The South Korean romantic drama "The Beauty Inside" has both an intriguing back story and a fantastical plot. Based on a series of early American shorts from 2012, in which a man goes to sleep and wakes up every day in a new body, it’s an often charming, magical-realist illustration of the old maxim that beauty is only skin deep.

But it could have been so much more.

"THE BEAUTY INSIDE"
Not rated
***
Opens Friday at Pearlridge West

Woo-Jin (played by 21 actors over the course of the movie) has grown used to his condition, which he has been afflicted with since turning 18. He lives his life in solitary as a furniture designer, dealing only with his customers online. Only his childhood best friend (Lee Dong-hwi) and mother know his secret that one day he might be an elderly man and the next a young boy, a woman, or even a non-Korean "foreigner."

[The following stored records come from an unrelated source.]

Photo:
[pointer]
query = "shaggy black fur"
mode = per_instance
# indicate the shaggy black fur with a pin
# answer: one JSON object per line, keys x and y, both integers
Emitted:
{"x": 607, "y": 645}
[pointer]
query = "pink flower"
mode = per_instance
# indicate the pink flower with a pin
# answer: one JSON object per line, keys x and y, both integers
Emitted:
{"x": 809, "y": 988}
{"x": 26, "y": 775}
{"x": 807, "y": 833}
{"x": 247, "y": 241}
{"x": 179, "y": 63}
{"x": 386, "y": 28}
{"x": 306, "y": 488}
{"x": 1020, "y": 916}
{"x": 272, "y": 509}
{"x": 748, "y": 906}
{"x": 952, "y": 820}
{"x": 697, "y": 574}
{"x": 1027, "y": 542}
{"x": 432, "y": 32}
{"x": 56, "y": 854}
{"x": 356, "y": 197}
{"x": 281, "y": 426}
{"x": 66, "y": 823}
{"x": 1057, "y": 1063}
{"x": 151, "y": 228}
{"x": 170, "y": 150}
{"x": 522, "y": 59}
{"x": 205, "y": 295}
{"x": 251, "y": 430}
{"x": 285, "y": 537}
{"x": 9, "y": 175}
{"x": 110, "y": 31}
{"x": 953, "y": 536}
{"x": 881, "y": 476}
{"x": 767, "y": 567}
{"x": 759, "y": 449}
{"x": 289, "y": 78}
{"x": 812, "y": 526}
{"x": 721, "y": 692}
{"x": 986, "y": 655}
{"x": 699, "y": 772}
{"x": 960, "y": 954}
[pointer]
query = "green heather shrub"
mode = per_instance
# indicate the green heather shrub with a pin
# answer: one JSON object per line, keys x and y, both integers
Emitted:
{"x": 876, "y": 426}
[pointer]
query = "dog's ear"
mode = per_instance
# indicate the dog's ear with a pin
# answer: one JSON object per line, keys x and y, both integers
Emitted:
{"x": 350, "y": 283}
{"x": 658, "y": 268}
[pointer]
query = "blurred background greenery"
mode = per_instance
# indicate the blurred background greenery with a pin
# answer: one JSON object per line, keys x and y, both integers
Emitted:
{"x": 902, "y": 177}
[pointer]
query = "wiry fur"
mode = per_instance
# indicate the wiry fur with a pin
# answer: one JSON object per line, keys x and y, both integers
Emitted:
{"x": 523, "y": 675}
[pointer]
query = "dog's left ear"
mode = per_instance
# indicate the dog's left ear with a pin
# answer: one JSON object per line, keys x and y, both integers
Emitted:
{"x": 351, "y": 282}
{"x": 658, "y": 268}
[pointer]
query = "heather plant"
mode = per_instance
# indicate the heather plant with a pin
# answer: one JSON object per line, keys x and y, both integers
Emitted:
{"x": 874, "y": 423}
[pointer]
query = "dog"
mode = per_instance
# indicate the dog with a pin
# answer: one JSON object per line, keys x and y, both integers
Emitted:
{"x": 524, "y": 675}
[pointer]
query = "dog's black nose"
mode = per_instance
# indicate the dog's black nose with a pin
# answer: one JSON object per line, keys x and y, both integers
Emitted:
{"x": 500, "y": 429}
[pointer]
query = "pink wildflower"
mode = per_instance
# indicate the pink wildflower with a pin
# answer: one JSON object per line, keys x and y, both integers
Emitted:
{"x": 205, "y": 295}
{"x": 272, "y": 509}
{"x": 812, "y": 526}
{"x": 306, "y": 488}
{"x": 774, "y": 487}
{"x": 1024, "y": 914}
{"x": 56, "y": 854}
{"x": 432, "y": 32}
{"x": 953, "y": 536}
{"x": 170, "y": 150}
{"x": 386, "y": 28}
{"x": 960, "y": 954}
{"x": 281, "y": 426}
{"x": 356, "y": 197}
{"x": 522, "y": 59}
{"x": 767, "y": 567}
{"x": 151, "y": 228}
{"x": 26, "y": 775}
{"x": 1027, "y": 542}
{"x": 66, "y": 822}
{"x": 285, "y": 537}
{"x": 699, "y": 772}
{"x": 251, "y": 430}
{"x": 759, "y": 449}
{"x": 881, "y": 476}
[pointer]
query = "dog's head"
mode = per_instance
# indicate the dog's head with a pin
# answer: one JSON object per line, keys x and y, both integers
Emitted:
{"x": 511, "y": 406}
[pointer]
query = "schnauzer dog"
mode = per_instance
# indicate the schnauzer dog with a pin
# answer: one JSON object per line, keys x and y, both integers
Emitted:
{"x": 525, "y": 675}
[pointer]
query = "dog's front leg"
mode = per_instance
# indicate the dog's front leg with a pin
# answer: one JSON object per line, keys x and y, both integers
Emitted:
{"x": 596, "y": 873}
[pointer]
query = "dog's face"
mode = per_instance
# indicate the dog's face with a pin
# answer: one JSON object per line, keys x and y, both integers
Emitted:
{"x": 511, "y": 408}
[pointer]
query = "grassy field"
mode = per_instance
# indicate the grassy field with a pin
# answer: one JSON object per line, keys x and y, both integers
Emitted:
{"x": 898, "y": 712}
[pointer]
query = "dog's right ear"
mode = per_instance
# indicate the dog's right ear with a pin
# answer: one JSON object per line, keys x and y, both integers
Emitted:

But then he meets E-Soo (Hyo-ju Han), a furniture retailer he falls madly in love with from afar. When he wakes up as a handsome 20-something man (Park Seo-jun), he decides to ask her out. Sparks fly and he manages to keep himself awake for three days so he can keep seeing her. Of course, he ends up nodding off — and he wakes up as a pudgy, older man. Does he then just disappear from her life or tell her the awful truth?

That question might have had more resonance had not so many of the bodies Woo-Jin morphs into just happen to be good-looking Korean guys. It would have been a much more compelling dilemma for both Woo-Jin and E-Soo, and perhaps a more critical look at Korean standards of beauty, if there’d been a wider variation in his appearance — not just in terms of ethnicity and nationality but physical ability as well. It’s easier to deal with a shape-shifting affliction when there’s a good chance you’re going to be a cover model in the morning. (The cast includes some of South Korea’s most talked-about young stars.)

Still, "The Beauty Inside" has a whimsical appeal that nearly carries it through its too-long, two-hour running time. In this case, though, it’s what outside that matters.